Edwidge Danticat is the author of numerous books, including Brother, I’m Dying, a National Book Critics Circle Award and National Book Award finalist; Breath, Eyes, Memory, an Oprah Book Club selection; Krik? Krak!, a National Book Award finalist; The Farming of Bones, an American Book Award winner; and The Dew Breaker, a PEN/Faulkner Award finalist and winner of the inaugural Story Prize. The recipient of a MacArthur Fellowship, she has been published in the New Yorker, the New York Times, and elsewhere. She lives in Miami.
Claudia Rankine is the author of six books, including Just Us, a finalist for the 2021 Andrew Carnegie Medal for Excellent in nonfiction. Her work has appeared recently in the London Guardian, the New York Times Book Review, the New York Times Magazine, and the Washington Post. She is a chancellor of the Academy of American Poets, the winner of the 2014 Jackson Poetry Prize, and a contributing editor of Poets & Writers. She received a MacArthur Fellowship in 2016. She is the Frederick Iseman Professor of Poetry at Yale University
Kevin Young is the author of a books nonfiction and several books of poetry, including Blue Laws, which was long-listed for the National Book Award. He is the director of the Schomburg Center for Research in Black Culture in Harlem.

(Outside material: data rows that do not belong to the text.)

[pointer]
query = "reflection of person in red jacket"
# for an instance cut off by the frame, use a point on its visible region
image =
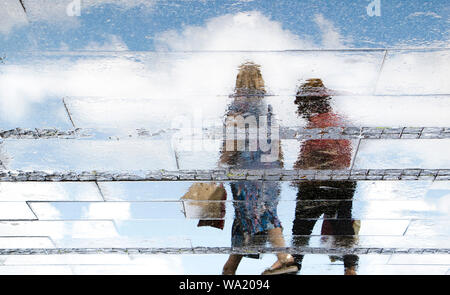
(333, 199)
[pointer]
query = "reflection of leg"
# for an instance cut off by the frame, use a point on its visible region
(232, 264)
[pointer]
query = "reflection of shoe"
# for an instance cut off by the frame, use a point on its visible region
(284, 269)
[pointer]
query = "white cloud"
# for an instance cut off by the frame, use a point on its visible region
(11, 16)
(118, 211)
(55, 11)
(113, 43)
(331, 38)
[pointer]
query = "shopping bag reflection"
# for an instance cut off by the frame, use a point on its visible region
(206, 202)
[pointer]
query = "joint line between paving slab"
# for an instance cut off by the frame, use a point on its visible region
(68, 112)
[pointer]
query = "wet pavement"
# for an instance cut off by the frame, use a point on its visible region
(123, 158)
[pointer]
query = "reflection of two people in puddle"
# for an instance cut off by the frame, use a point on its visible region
(255, 202)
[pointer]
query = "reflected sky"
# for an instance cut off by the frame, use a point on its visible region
(148, 25)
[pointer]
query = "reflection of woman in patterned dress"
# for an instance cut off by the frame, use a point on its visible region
(338, 226)
(255, 202)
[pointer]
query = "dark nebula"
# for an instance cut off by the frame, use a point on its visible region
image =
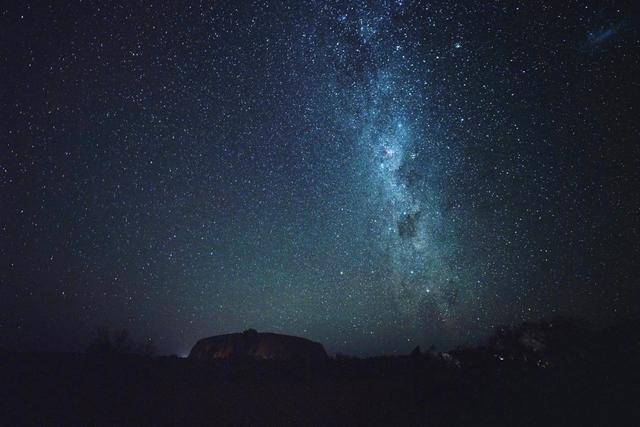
(372, 175)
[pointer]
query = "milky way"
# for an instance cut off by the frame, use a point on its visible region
(374, 175)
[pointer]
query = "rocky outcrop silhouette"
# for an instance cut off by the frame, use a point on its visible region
(258, 346)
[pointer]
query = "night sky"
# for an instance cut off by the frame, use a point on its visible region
(373, 175)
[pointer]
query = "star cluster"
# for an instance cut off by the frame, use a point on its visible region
(374, 175)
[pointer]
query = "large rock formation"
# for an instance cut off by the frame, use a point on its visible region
(259, 346)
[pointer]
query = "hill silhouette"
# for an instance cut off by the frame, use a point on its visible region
(545, 373)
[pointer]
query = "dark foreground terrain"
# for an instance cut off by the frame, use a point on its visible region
(538, 374)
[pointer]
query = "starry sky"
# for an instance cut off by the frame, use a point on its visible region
(373, 175)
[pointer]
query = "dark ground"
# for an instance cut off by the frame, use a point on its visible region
(535, 375)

Jericho Brown is author of The Tradition, for which he won the Pulitzer Prize. He is the recipient of fellowships from the Guggenheim Foundation, the Radcliffe Institute for Advanced Study at Harvard, and the National Endowment for the Arts. He has received numerous prizes, including the Whiting Award. Brown’s poems have appeared in numerous major publications. He is the director of the Creative Writing Program and a professor at Emory University, and lives in Atlanta, Georgia.
Cherise Boothe, an Earphones Award–winning narrator, has worked extensively in theater, film, television, and narration. She has appeared in numerous regional plays, as well as in television shows such as The Good Wife, Law & Order: SVU, and Gossip Girl. She holds an MFA in acting from New York University. She was a finalist in 2015 for the prestigious Audie Award for best multivoiced narration.
Kevin R. Free is an audiobook narrator and the winner of numerous AudioFile Earphones Awards and several AudioFile best narrations of the year selections. Known for his work with young-adult novels, he has read titles by Rick Riordan, Walter Dean Myers, and Joe Haldeman. In 2011 he was named a Best Voice in Young Adult and Fantasy from AudioFile magazine for his narration of Myers’ The Cruisers: Checkmate.
Korey Jackson, an Earphones Award-winning narrator, is an actor, known for his roles in the films 37, Life Itself, and Anesthesia. He earned his MFA in acting from New York University’s Tisch School of the Arts.
Susan Spain has appeared on stages in New York City, across the United States, and in Europe. Performances includes roles in an international production of The Best of Broadway and a staging of Little Shop of Horrors at the Smithsonian Institute’s Folklife Festival in Washington, DC. She has also appeared in Hair.
Richard Poe, a professional actor for more than thirty years, has appeared in numerous Broadway shows, including 1776 and M. Butterfly. On television he has had recurring roles on Star Trek and Frasier. His films include Born on the Fourth of July and Presumed Innocent. Poe is a well-known and prolific audiobook performer and the winner of numerous AudioFile Earphones Awards.